Core Values

Fair Trial Analysis is guided by a set of core values that shape our research, our public work, and our engagement with the legal system. These values reflect a simple commitment: fairness in criminal adjudication should be pursued with rigor, humility, and respect for everyone affected by the process.


Independence

We are committed to independent analysis.

Our work is not organized around loyalty to the prosecution or the defense. It is organized around the quality of the analysis and the fairness of the proceeding. That independence matters. Courts, litigators, donors, and researchers should be able to trust that our conclusions are driven by evidence, not by partisan alignment or desired outcomes.


Fairness

We believe fair trials are fundamental.

The justice system often speaks in the language of fairness, neutrality, and equal justice. Those ideals matter most in high-stakes criminal cases, where errors can alter liberty, punishment, and public confidence. Our work begins from the premise that fairness should be taken seriously not only in principle, but in practice.


Problem Solving

We value practical solutions.

Fair Trial Analysis is built around a problem-solving orientation. We are not trying to bypass the legal system or replace legal judgment. We are working to help courts and litigants answer the questions the law already asks. Our aim is to show how existing rules can be followed more carefully, more transparently, and with better tools.


Upholding Just Convictions and Sentences

Fairness includes recognizing when a conviction or sentence is just. We must respect the interests of law enforcement, state governments, and crime victims and their families.

Criminal litigation is not abstract. It involves real suffering, real loss, and real community stakes. A serious commitment to fairness includes respect for victims, recognition of public safety concerns, and appreciation for the importance of accurate and legitimate outcomes.

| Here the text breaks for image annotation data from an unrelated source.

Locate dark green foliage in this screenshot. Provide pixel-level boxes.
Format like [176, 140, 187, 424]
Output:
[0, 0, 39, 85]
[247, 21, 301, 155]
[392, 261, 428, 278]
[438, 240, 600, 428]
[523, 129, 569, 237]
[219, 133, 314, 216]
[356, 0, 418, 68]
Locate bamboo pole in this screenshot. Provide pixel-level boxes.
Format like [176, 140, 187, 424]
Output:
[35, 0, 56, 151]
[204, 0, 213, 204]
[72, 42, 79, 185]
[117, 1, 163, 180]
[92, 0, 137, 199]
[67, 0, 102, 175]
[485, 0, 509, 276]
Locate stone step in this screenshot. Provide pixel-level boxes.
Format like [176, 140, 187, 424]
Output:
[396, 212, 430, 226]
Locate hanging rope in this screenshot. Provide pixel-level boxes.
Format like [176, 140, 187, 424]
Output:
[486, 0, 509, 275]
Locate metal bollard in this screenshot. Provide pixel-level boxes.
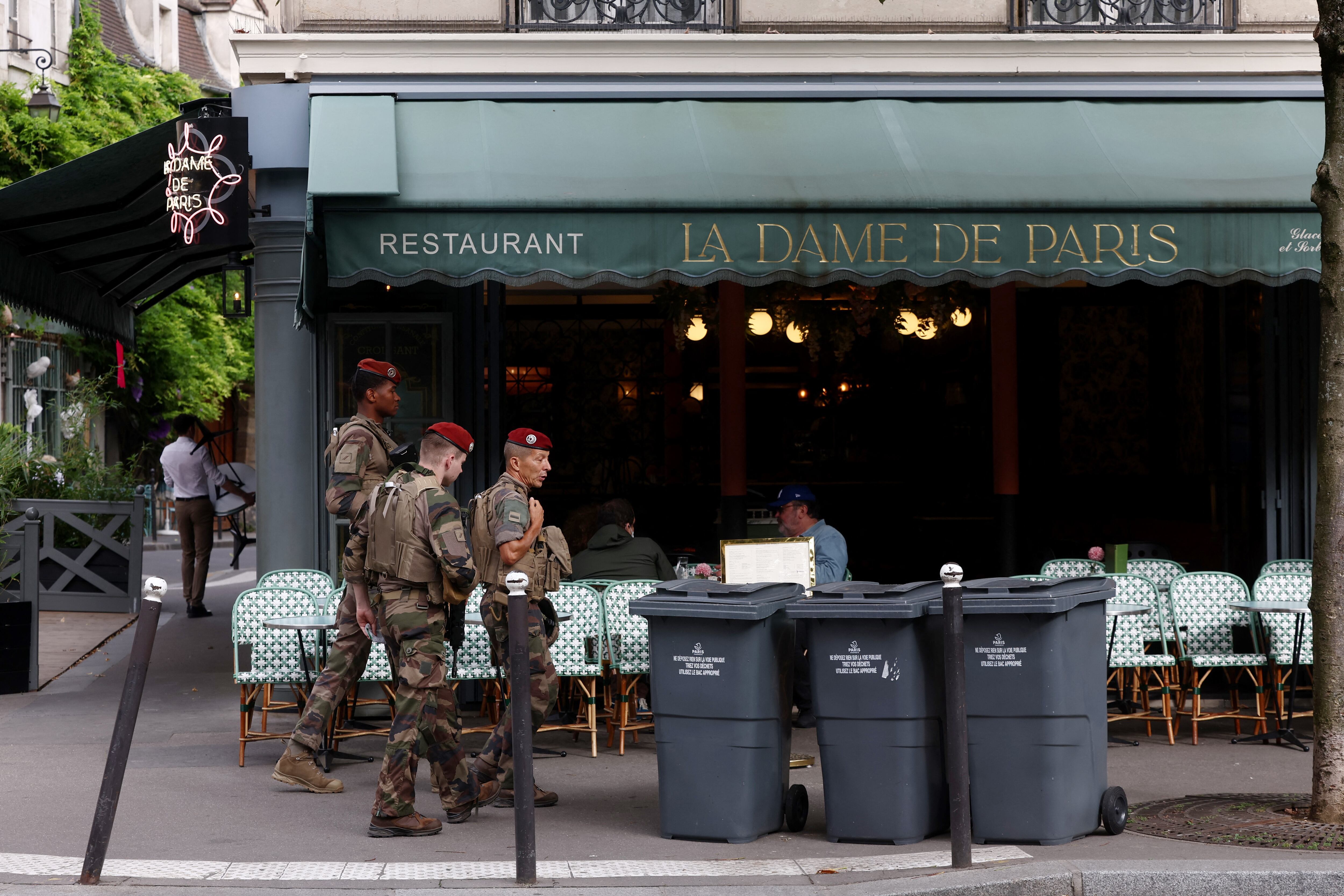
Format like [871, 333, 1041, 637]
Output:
[504, 572, 536, 884]
[941, 563, 970, 868]
[79, 576, 168, 884]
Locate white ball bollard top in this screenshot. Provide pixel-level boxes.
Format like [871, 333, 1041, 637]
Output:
[140, 575, 168, 603]
[504, 572, 527, 598]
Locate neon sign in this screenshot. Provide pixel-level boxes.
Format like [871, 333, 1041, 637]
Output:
[163, 118, 247, 246]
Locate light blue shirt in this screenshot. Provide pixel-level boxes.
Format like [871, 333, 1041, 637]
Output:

Our work is not limited to identifying unfairness. It also includes strengthening confidence in outcomes that are sound. A fair system must correct serious error, but it must also uphold convictions and sentences that remain reliable under careful scrutiny. Objectivity requires both.

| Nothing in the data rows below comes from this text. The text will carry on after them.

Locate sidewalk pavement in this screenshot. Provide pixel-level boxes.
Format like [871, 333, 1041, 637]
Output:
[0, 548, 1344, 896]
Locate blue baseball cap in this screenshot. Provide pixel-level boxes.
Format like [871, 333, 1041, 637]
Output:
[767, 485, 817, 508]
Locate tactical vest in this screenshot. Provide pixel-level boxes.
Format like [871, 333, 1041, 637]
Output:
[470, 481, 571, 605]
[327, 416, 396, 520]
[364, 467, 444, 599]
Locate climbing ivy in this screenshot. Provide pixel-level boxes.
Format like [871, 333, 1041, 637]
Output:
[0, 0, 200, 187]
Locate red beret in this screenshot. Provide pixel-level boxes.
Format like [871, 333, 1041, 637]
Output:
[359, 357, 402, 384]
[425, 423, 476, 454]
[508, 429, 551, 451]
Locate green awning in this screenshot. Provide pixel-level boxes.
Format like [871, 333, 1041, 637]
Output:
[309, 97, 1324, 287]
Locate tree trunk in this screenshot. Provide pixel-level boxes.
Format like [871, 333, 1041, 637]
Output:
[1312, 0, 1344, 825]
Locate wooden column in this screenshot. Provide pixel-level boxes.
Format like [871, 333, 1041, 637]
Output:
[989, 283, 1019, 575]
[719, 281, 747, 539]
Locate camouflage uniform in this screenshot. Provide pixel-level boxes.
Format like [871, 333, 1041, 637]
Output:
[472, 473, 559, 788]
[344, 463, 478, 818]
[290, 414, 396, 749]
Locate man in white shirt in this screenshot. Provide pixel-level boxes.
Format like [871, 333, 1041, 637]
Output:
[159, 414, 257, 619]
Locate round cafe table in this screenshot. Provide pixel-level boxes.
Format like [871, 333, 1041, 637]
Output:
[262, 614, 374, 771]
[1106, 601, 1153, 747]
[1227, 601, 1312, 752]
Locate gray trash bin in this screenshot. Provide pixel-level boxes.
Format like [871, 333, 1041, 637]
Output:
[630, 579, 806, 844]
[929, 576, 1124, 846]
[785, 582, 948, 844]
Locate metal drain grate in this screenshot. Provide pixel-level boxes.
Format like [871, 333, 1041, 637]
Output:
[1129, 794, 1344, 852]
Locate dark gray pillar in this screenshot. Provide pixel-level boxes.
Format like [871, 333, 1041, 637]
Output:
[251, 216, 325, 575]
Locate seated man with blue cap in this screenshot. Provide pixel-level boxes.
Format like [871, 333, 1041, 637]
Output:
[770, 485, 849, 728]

Respect and Dignity for All People

We believe every person should be treated with dignity.

That principle applies regardless of status, role, accusation, wealth, education, or power. Defendants, victims, families, lawyers, judges, jurors, and witnesses are all human beings participating in a system that makes life-altering decisions. Our work reflects respect for all of them.


Rigor and Honesty

We value rigor, transparency, and intellectual honesty.

Serious analysis requires clear methods, disciplined reasoning, and candor about uncertainty. We do not overstate results. We do not present speculation as proof. When findings are strong, we say so. When they are limited or inconclusive, we say that too. Credibility depends on disciplined honesty.


Public Engagement and Shared Knowledge

We believe ideas should be shared.

Fair Trial Analysis contributes to public understanding through publications, public writing, and engagement with legal and academic audiences. We believe better ideas spread through open discussion, careful explanation, and a willingness to make methods and reasoning visible to others.


Efficiency and Stewardship

We value efficiency because fairness should be accessible.

Our organizational model is intentionally lean. We aim to direct resources toward substantive work rather than unnecessary overhead. That is not only an operational choice. It reflects a principle. Fairness should not be a privilege that depends on extraordinary funding, institutional scale, or the willingness of powerful actors to subsidize a small number of cases.


What These Values Mean in Practice

These values shape how we work.

They require independence without detachment, respect without sentimentality, and rigor without overclaiming. They also require a practical commitment to helping the legal system function better on its own terms. We believe fairer decision-making is possible, and that careful empirical work can help make it happen.